Things to Keep in Mind When It Comes to Your Water Heater
The water heater is probably the most underappreciated appliance in your home. Think about it – without your water heater, you don’t have any of the following:
- Hot showers
- Warm baths
- Disinfected dishes
- Clean towels and sheets
- Hot water, period.
Given the significance of the water heater, do you really know a good amount about it? We’re here to give you a few things to keep in mind when it comes to maintaining, servicing, and replacing your water heater.
The typical lifespan of residential water heaters is about ten to twelve years.
Natural gas and electric water heaters will commonly last about a decade before you need to look into replacing the water heater. If you are unsure what age your water heater is, the date the equipment was manufactured will be reflected in the serial number which is located on the ID sticker on the water heater tank.
Older water heaters are nothing to mess around with. A water heater that is 10 years or older is at greater risk of springing a leak and causing water damage to your home. If your water heater is in your attic or above the first floor, the potential for catastrophic damage rises. Always have your water heater maintenance yearly to keep any leaks from damaging your home.
The most common breakdown of residential water heaters that will require replacement is a leaking tank.
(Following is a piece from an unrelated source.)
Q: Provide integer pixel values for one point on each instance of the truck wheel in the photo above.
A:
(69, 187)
It is best to have your plumber install the water heater in a drain pan with piping that enables the pan to drain outside of your home and lower the possibility of water damage. All water heaters should have a functional and reachable shut-off valve on the inlet water supply to the tank, and a ball-type valve on the gas supply. For electric water heaters, an electrical switch off should be located nearby.
If a water heater is “undersized,” in particular a gas water heater, the system will breakdown in a shorter period of time.
When a gas water heater is routinely emptied of hot water due to heavy hot water use, the gas burner fires more often which can create heavy condensation on the tank exterior. The condensation can create more expeditious deterioration of the steel tank. Furthermore, the extreme heat from the gas burner on the bottom of the water heater tank can also cause damage to the glass lining on the interior of the tank, which decreases the lifespan of the water heater.
Water Heater sizing is a crucial replacement consideration.
The water supply creates pressure for all water heaters, and as water is heated, it expands creating even more pressure. When thinking about replacing a water heater, it’s generally better to go with a sizable 50 gallon tank, rather than a 30 or 40 gallon tank, providing the location will accommodate the larger size. The bigger tank will also provide you more hot water capacity.